“We’re telling IT executives to not support it because Apple has no intentions of supporting (iPhone use in) the enterprise,” Gartner analyst Ken Dulaney says. “This is basically a cellular iPod with some other capabilities and it’s important that it be recognized as such.”
During a media conference at its San Francisco headquarters today, Apple unwrapped a host of new features that are designed to make the iPhone more attractive to corporate users.
Six months is a long time in the tech world…
We’ve warned that eventually the iPhone would be appearing on corporate networks and that the new (at that time) devices would introduce vulnerabilities into the corporate network and take additional resources. What we weren’t counting on was Apple making overtures to enterprise networking – we had assumed that, much like the original iPhone was hacked to run on multiple carriers, that those who wanted to use the iPhone for enterprise applications would have to provide their own, messy, stop-gap solutions.
Back in January of 2007, when the iPhone was first announced, we wrote:
“That’s another question – will this device have VPN support so that traveling employees can get the information they need while on the road? And if they do – how do you secure the data? The iPhone, like all small devices, is easy to lose, and easy to steal. That makes it vulnerable to illicit access. Does the iPhone have cryptographic abilities to make sure data stays safe?”

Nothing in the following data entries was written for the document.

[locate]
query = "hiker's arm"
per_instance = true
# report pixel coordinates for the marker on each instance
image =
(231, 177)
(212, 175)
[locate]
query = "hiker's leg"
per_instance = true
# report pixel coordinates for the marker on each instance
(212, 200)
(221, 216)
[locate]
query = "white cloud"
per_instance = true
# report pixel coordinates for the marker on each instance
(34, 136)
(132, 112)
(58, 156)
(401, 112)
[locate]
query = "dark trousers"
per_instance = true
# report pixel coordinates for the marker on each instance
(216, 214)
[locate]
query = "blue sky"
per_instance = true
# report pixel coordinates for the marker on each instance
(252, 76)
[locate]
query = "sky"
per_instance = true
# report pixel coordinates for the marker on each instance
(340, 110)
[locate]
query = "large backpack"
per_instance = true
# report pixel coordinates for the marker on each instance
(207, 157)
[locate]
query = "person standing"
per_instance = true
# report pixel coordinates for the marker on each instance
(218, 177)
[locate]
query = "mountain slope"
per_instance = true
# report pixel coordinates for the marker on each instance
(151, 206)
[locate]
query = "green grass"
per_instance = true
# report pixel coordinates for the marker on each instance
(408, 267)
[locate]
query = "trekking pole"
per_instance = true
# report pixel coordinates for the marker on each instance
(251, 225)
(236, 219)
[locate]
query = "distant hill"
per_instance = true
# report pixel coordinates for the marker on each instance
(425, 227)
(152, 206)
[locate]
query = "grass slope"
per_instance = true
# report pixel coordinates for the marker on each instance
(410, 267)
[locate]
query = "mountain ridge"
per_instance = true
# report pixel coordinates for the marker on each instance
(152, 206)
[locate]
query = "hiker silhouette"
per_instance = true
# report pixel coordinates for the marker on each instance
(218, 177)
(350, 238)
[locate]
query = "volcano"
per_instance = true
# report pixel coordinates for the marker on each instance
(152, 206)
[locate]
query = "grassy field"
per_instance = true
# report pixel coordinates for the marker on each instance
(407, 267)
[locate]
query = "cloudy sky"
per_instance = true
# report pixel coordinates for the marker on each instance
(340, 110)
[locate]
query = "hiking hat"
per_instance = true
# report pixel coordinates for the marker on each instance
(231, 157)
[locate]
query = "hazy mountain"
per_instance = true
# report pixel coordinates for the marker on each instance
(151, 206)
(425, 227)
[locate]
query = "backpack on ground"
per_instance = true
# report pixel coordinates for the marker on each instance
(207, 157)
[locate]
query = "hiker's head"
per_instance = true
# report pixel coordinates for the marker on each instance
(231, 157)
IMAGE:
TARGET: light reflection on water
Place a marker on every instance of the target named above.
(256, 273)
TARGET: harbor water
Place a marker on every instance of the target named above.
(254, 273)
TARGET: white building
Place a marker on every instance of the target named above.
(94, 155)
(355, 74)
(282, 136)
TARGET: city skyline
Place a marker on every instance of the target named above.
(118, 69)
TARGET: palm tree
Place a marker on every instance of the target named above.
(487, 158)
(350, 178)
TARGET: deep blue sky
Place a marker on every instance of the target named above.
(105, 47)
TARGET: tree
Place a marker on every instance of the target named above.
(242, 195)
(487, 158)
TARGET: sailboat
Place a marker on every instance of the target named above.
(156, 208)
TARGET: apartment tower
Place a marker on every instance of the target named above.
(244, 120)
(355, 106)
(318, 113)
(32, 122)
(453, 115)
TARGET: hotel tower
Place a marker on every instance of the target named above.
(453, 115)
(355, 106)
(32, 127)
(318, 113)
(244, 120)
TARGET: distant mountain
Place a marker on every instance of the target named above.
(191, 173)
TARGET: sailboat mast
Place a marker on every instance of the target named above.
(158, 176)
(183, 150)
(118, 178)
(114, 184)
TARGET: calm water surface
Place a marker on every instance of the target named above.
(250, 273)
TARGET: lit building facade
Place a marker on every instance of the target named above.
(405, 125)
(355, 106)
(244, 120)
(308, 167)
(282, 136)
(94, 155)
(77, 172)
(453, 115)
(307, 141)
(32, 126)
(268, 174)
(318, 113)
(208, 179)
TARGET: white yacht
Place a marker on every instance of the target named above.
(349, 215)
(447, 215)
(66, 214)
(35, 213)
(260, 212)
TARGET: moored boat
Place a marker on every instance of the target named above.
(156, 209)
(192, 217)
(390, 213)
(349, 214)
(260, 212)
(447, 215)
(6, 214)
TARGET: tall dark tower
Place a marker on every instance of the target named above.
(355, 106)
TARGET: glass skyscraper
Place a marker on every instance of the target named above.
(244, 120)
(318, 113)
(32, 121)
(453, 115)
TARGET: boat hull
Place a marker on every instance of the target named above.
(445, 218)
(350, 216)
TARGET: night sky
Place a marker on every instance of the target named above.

Well, apparently, Apple didn’t take that as a rhetorical question because the fruit-based tech company is going to support Cisco IPsec VPN in the next iPhone update – the same one that will bring secure Exchange support as well as the possibility of an “iTunes Store for iPhone apps” – current Apple plans are to allow third party development but that Apple would have the final say on whether or not the applications could run on the iPhone. (Of course, clever hackers have already found a way around that.)
At any rate, the iPhone now seems to be competing directly with the Blackberry, which is good in the sense that competition in technical markets lead to innovation, and companies will have to expect new types of devices using different types of traffic, which – well, isn’t bad, but which can be frustrating, absent a network device monitor.
Personally, I’m a bit confused by Apple’s insistence to cripple the iPhone into only running “acceptable” applications on the iPhone, as A) it’s clear that people are going to use it the way they like anyway, and B) if Apple took the same attitudes with their Macintosh/OSX general purpose computers, some of the best Mac apps (Quicksilver, Colloquy, Transmission, Burn,) simply wouldn’t exist. Perhaps this increases the security of the device but at the obvious cost of utility.
It’s just rhetorical, and I’d love to get some comments on this, but is the tradeoff between security and utility a false one? I’m not sure – havening not worked much in the security side of technology – but it seems to me that if the iPhone can be hacked to make it more useful, it can also be hacked to make it malicious, and so the choice is not between security and utility, but rather between a lack of security with utility, or a lack of security without utility. Hmm… maybe I should ponder this more.